EDF a approuvé jeudi 28 juillet  la construction du réacteur C d’Hinkley Point au Royaume-Uni. Le projet est controversé et suscite un vif débat entre les opposants et les partisans du nucléaire. Le débat va au-delà de la pertinence du projet ou de sa sécurité puisque la viabilité financière du projet a été mise en doute.  Nous republions ci-dessous la réaction de Greenpeace France à cette décision ainsi que la réaction de la Société Française de l’énergie Nucléaire (SFFEN) à cette page.

Greenpeace France s’insurge contre la décision d’investissement dans le projet d’Hinkley Point, approuvée aujourd’hui par le Conseil d’administration d’EDF. Ce choix mène l’entreprise tout droit vers la faillite et conduira à un sous-investissement dans la sûreté nucléaire pour le parc français.
EDF se tire une balle dans le pied

Le projet d’Hinkley Point C demande des investissements pharaoniques : environ 22 milliards d’euros. Il vient se rajouter aux engagements pris par EDF concernant le grand carénage et le développement des énergies renouvelables. Au total, EDF devra financer 88 milliards d’euros d’ici à 2025, qui viennent s’additionner aux dépenses récurrentes, notamment de maintenance. Pour financer ces investissements, EDF a annoncé une cession d’actifs de 10 milliards d’euros d’ici à 2020. Une recapitalisation de 4 milliards d’euros votée ce mardi complète ce dispositif dont 3 milliards souscrits par l’Etat français.

« EDF essaye de nous endormir avec ses chiffres, mais la réalité est qu’elle sera incapable de financer ses engagements », affirme Florence de Bonnafos, chargée de campagne énergie et finances à Greenpeace.

En prenant la décision d’investir dans le projet d’Hinkley Point, EDF s’interdit le moindre investissement dans les énergies renouvelables, ou dans la maintenance et la sûreté nucléaires qui posent déjà de grandes difficultés techniques et financières.
« Il y a une véritable opacité entretenue sur les dépenses liées aux projets nucléaires d’EDF, qui a d’ailleurs été perquisitionnée par l’Autorité des marchés financiers jeudi dernier », ajoute Florence de Bonnafos.

Un pari risqué et intenable

Par sa puissance, l’EPR est le réacteur le plus dangereux au monde et ce nouveau projet de construction est une aberration totale.
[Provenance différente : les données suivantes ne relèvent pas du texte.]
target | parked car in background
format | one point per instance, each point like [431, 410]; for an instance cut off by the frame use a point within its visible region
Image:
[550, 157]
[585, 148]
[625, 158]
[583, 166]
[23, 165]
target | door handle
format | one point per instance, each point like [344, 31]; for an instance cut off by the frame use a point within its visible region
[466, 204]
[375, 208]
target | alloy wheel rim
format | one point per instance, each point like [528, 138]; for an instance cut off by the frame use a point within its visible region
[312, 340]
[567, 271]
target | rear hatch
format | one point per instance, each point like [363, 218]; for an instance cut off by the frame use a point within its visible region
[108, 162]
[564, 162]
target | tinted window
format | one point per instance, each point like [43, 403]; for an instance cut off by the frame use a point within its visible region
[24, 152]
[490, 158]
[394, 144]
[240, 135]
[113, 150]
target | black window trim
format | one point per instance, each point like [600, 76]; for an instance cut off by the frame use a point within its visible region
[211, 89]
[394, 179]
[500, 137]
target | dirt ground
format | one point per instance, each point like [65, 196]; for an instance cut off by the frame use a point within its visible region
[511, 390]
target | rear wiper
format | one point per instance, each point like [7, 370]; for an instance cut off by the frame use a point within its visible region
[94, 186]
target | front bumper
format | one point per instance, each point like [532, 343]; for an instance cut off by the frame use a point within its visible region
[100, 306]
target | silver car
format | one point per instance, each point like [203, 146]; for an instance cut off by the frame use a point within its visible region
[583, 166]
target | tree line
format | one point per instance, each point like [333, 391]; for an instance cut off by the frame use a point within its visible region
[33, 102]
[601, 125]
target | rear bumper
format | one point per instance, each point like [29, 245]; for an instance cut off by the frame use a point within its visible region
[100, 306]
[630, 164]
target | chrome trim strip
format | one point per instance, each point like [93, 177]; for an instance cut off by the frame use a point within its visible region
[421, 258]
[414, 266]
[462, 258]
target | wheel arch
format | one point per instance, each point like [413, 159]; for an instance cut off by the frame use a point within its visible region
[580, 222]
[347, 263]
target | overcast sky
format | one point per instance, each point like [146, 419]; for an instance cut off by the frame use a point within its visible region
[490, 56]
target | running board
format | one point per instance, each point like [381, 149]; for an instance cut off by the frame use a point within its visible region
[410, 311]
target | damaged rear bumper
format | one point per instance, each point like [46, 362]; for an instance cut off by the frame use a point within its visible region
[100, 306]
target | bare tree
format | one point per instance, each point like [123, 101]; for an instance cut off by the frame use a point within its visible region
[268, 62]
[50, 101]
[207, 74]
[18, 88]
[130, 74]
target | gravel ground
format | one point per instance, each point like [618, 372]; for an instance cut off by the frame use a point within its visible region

Au-delà des aspects de sûreté, les déboires de l’EPR de Flamanville et les anomalies rencontrées sur la cuve du réacteur montrent que ni EDF ni AREVA ne sont capables de terminer la construction d’un EPR. Sur le chantier de Flamanville comme sur celui d’Olkiluoto (en Finlande), les budgets ont été multipliés par trois et les délais par deux.

« Avec Hinkley Point C, EDF fait un véritable saut dans l’inconnu : sur le plan technique, financier mais aussi en termes de sûreté nucléaire », poursuit Florence de Bonnafos. « Cette décision est symptomatique d’une gestion hasardeuse et dangereuse d’une entreprise qui décide de mettre tous ses œufs dans le même panier. EDF mise la quasi-totalité de ses fonds sur une technologie qui n’a pas fait ses preuves ».

Une analyse partagée par l’ancien directeur financier d’EDF, Thomas Piquemal, lors de son audition de mai dernier à l’Assemblée nationale.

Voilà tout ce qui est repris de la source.